The magic will have to wait another night, it appears, as Val D’Or, looking somewhat annoyed, explodes for four runs in the 5th and cruises to win comfortably. But even tonight, even in another loss (Port Hope trails the division, so it’s not unusual), you can hear something in the conversations as the faithful, not downcast at all, even grinning here and there, point out that 22-year-old fireballer Scott Sidden went 3 1/3 innings in relief and, for the sixth time in a row, did not allow a runner to reach 2nd base. "Didn’t allow a runner at all," points out Hannah VanOrman, one of Buzz’s Bunch behind the plate. "Like he’s been up here forever." She nods. "That’s what it’s gonna be here in a couple years. One-two-three strikes you’re out."

Ah yes, the pitching, currently stitched together with 40-year-old rookies (no, really - yesterday’s winner was 40-year-old Slade Wragg in his third-ever CBL start) and whoever can throw 100 kph, is loaded for the future and showing promise already. Two of the future starting rotation (Sidden is one of these) are in the bullpen now, and neither has allowed a run since June 18. Port Hope once had the Four Horsemen. Now it’s a new day. Canny fans are scanning the minor-league reports and whispering - still just whispering - about the Magnificent Seven.

Thomas Cutcheon is turning out the lights and making the last sweep of the park now that everyone’s gone home. The bleacher seats down in the left-field corner have been swept, and the berm in right watered, and Battery Park is empty, but sleeping peacefully. "She feels better now," Cutcheon says, presumably referring to the stadium, "now that the people believe again. She’s got the dream back." In this town the anxious faithful are indeed dreaming again, but not of the Glorious Ride of 2008. No, not these days. They’re dreaming of the future. Of 2016 and 2017 and, especially, Buzz tells me, of 2018 and beyond.

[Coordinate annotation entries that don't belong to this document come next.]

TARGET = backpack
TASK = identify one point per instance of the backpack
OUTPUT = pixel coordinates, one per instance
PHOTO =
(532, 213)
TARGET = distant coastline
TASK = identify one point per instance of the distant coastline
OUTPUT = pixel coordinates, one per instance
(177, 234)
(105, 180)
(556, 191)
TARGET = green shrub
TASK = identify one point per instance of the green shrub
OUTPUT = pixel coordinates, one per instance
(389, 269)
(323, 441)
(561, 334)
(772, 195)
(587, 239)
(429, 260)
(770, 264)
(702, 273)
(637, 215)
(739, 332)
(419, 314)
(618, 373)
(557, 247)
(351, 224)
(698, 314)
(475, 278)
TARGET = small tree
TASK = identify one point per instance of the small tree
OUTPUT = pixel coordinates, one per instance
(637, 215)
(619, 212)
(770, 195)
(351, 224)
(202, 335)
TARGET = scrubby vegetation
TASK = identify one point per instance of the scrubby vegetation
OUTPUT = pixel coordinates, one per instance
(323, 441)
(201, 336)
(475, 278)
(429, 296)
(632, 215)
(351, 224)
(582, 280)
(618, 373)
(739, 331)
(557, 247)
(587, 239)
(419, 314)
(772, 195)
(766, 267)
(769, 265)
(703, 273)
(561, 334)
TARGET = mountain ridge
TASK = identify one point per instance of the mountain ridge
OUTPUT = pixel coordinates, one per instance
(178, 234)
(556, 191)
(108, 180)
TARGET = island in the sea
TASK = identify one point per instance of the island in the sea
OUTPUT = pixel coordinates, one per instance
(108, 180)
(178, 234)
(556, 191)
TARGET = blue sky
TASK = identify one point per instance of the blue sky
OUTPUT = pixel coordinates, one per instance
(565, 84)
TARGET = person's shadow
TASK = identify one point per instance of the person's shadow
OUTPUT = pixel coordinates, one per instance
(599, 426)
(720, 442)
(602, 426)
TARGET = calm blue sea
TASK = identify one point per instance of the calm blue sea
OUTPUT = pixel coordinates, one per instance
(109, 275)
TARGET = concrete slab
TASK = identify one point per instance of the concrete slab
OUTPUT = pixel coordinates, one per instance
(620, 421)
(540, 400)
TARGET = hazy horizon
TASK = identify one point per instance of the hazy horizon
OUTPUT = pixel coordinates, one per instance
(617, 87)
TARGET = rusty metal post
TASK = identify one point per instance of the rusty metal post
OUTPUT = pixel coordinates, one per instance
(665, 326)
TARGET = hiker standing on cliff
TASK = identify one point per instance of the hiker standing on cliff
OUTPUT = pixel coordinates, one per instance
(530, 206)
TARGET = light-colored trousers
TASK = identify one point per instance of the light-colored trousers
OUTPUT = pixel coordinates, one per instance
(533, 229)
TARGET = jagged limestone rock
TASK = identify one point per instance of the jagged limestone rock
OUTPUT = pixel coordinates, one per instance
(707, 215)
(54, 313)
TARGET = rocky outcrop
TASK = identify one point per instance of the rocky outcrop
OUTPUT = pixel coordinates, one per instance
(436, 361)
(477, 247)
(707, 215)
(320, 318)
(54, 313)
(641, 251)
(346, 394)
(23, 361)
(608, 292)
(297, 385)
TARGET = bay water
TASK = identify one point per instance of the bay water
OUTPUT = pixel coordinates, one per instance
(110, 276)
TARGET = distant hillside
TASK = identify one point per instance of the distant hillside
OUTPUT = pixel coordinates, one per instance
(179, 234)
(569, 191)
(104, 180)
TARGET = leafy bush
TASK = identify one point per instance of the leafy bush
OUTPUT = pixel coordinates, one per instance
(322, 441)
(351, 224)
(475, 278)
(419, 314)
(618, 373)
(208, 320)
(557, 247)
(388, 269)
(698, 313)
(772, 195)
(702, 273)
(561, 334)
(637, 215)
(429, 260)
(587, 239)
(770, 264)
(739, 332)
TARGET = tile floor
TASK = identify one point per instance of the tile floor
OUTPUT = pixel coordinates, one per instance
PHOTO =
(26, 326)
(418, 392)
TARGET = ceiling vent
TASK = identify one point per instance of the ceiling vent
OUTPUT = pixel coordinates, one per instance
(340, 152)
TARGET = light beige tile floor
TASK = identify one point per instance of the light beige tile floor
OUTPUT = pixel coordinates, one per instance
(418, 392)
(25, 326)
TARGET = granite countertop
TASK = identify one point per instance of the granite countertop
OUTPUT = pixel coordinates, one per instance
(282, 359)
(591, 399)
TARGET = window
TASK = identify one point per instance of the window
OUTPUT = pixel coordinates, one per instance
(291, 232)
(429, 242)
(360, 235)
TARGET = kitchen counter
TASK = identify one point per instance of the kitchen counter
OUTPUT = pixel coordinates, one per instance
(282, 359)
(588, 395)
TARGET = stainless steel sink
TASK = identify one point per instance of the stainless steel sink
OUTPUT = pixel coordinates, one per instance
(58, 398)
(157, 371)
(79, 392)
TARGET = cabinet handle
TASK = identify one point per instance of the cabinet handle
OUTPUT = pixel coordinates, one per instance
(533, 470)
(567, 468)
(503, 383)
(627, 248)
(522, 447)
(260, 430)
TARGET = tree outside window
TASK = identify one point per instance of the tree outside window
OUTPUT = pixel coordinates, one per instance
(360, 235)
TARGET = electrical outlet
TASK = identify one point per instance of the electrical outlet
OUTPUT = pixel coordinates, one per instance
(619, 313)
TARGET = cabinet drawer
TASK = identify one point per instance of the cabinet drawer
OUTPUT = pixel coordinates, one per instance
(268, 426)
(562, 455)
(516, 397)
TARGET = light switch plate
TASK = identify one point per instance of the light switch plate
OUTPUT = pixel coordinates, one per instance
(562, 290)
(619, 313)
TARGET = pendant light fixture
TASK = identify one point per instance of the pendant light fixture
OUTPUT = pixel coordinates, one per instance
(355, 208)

"You can hear it, if you listen close," Buzz says confidentially as he gathers up his Bunch and heads out. "The echoes. They’re back." I look at him skeptically, but he only nods, and one or two of the other regulars join him. "You wait," they say. "You keep coming back here, you’ll hear it." Later, I pause at the top of the press section down the first base line, following Cutcheon out, the last human in a park full of ghosts, and shrug. Okay, Buzz, I’ll listen.

Sure enough. If you cup your hand just right, and listen very hard, over the echoes of Madge Bryson’s organ playing and Spuds hawking his fries to Section G, you can hear something, floating up over the lake, past the tattered pennant flag of half a decade ago, over the paint-cracked fences of deep center and across the still-green lawn where heroes once did their Olympian deeds.

No, it’s not hope. It sounds like winning. And it sounds mighty good.